His weed trimming device helped revolutionize lawn care in the 1970s. Ballas first introduced the product in the early 1970s, and by 1976, “he was selling $40 million worth of them annually,” according to the Associated Press. In 1977, he sold the company to the Emerson Electric Company for an undisclosed amount.
Eager to find a way to more quickly trim his three-acre yard, Ballas got the idea for the Weed Eater while sitting in an automatic car wash as he watched the large rotary bristles clean his car. His first version used wire attached to a popcorn can, which was then rigged to a rotary edger. He then worked with an engineer to substitute monofilament line as the lightweight and inexpensive cutting material. Ballas held several patents on the machine.
George Ballas also invented an adjustable table and marketed an early portable phone, but inventing was not his day job. Ballas was a professional dancer who owned and ran several Arthur Murray and Fred Astaire dance studios in the 1960s. He served as President of Fred Astaire Studios from 1960 to 1964. After getting out the service, he married a dancer instructor, Maria Louis Marulanda, who taught Ballas the tango. The couple later performed together.

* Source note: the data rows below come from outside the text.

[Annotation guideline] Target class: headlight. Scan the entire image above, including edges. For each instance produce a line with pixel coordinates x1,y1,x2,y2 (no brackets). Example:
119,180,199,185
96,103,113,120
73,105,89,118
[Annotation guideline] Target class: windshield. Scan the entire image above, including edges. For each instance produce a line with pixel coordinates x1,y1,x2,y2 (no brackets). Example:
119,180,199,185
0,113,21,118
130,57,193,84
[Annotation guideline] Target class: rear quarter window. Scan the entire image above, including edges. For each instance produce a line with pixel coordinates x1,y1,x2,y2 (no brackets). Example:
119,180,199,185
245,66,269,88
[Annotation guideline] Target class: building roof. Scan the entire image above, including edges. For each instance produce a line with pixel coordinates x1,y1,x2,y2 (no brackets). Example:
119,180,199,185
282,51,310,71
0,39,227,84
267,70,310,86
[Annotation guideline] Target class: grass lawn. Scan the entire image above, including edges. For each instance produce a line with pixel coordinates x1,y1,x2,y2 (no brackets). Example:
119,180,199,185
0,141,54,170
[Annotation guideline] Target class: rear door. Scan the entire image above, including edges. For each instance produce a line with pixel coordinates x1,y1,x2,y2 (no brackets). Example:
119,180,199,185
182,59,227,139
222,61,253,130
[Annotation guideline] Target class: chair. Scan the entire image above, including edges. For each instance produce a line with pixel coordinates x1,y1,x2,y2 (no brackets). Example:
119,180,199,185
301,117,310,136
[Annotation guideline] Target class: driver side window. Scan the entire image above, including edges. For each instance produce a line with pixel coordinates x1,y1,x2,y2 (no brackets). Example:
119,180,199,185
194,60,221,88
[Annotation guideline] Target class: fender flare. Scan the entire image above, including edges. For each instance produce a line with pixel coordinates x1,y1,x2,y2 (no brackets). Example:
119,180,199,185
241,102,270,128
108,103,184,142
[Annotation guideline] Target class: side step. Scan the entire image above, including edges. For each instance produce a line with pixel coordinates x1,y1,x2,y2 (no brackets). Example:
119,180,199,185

His son, Corky Ballas, also became a professional dancer, as well as his grandson, Mark Ballas, who has appeared on seven seasons of “Dancing With the Stars.”
Mark Ballas partnered with Bristol Palin in Season 11.
You never know where creativity and ingenuity may come from or where it may take you. How many great ideas, like the Weed Eater, never made it to the production table because of lack of confidence, encouragement, or risk-taking?
The same holds true for creativity and innovation within a company. Make sure your corporate culture embraces the George Ballases within your ranks, even when their ideas may not fit neatly in their day jobs.
It could very well lead to a new patent for your company, an improved service, or a new dance move that’s bound to impress the judges (a.k.a. shareholders).